When a pregnancy or childbirth causes changes to occur in a worker’s body, she may require a modification to her office, station or work schedule. As reported by the Minnesota Counties Intergovernmental Trust, a worker does not have to provide documentation to an employer to receive the accommodation. If a pregnant employee asks for a reasonable adjustment, an employer must comply without discriminating against or inquiring about her condition.

Requests for reasonable accommodations without medical documents

Some workplace accommodations may require that an employee provide a letter or prescription from their medical practitioner. Pregnant employees, however, are not required to provide medical documents to request accommodations such as:

  • Refraining from lifting property or equipment weighing 20 pounds or more
  • Sitting in a different chair or a new seating arrangement
  • Taking more breaks to eat, drink water and use the restroom

Unless the accommodations will result in an employer’s undue hardship, the employer must comply with the request.

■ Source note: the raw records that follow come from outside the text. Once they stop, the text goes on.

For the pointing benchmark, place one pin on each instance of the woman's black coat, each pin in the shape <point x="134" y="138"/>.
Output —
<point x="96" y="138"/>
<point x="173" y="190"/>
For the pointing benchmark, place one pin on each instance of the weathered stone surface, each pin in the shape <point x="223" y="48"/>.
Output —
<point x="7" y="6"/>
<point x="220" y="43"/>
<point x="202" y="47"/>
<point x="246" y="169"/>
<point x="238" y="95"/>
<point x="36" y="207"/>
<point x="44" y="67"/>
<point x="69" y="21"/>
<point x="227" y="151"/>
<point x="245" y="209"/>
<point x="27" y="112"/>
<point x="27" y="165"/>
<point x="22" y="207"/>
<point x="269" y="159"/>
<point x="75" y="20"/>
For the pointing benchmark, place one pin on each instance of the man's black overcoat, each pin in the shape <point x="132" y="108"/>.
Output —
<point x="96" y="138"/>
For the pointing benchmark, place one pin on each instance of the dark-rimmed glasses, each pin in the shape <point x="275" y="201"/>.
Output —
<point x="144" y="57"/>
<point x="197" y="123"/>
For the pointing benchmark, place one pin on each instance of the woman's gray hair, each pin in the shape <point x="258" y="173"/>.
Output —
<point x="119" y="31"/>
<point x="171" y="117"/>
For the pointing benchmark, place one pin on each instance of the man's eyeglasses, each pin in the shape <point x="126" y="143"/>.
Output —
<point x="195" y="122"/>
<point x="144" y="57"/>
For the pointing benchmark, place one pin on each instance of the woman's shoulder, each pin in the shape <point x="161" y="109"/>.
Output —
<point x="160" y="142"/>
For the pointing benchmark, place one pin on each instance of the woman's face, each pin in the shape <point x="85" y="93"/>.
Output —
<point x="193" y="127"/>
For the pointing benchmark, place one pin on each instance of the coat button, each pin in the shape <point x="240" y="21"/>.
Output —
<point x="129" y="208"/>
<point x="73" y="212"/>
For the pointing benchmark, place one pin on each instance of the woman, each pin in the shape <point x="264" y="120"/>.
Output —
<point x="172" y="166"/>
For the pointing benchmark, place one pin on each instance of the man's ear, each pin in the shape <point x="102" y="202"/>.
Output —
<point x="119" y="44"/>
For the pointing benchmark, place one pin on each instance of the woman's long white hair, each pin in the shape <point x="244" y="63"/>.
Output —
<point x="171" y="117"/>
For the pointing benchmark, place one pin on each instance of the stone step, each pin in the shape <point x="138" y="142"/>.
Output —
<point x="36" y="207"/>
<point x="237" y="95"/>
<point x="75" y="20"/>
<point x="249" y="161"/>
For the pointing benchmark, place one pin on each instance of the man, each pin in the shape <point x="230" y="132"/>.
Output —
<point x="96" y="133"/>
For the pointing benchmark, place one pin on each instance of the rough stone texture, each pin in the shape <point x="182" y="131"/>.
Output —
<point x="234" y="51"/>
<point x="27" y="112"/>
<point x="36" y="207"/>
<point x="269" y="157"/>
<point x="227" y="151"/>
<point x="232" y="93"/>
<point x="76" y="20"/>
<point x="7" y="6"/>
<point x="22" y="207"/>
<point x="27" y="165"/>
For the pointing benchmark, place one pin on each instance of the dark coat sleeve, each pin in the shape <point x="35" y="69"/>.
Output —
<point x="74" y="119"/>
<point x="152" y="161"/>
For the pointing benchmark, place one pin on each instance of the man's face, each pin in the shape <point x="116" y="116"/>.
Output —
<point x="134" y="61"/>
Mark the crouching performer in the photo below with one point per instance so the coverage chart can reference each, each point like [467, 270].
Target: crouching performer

Accommodations which require showing medical documents

An employer has the legal right, however, to see medical documentation when asked to meet certain requests for accommodation. This includes an employee asking for a less strenuous position or a lifting limit which is less than 20 pounds. There is, however, no legal requirement for the employer to comply with these accommodations even after seeing medical documentation.

Legal action for an employer’s retaliation

The Minnesota Human Rights Act prohibits an employer from retaliating against an employee who discloses her pregnancy or requests a reasonable accommodation. According to the Act, a legal action against a company is permitted when an employer takes an adverse action, harasses an employee or treats her differently once she discloses that she is pregnant.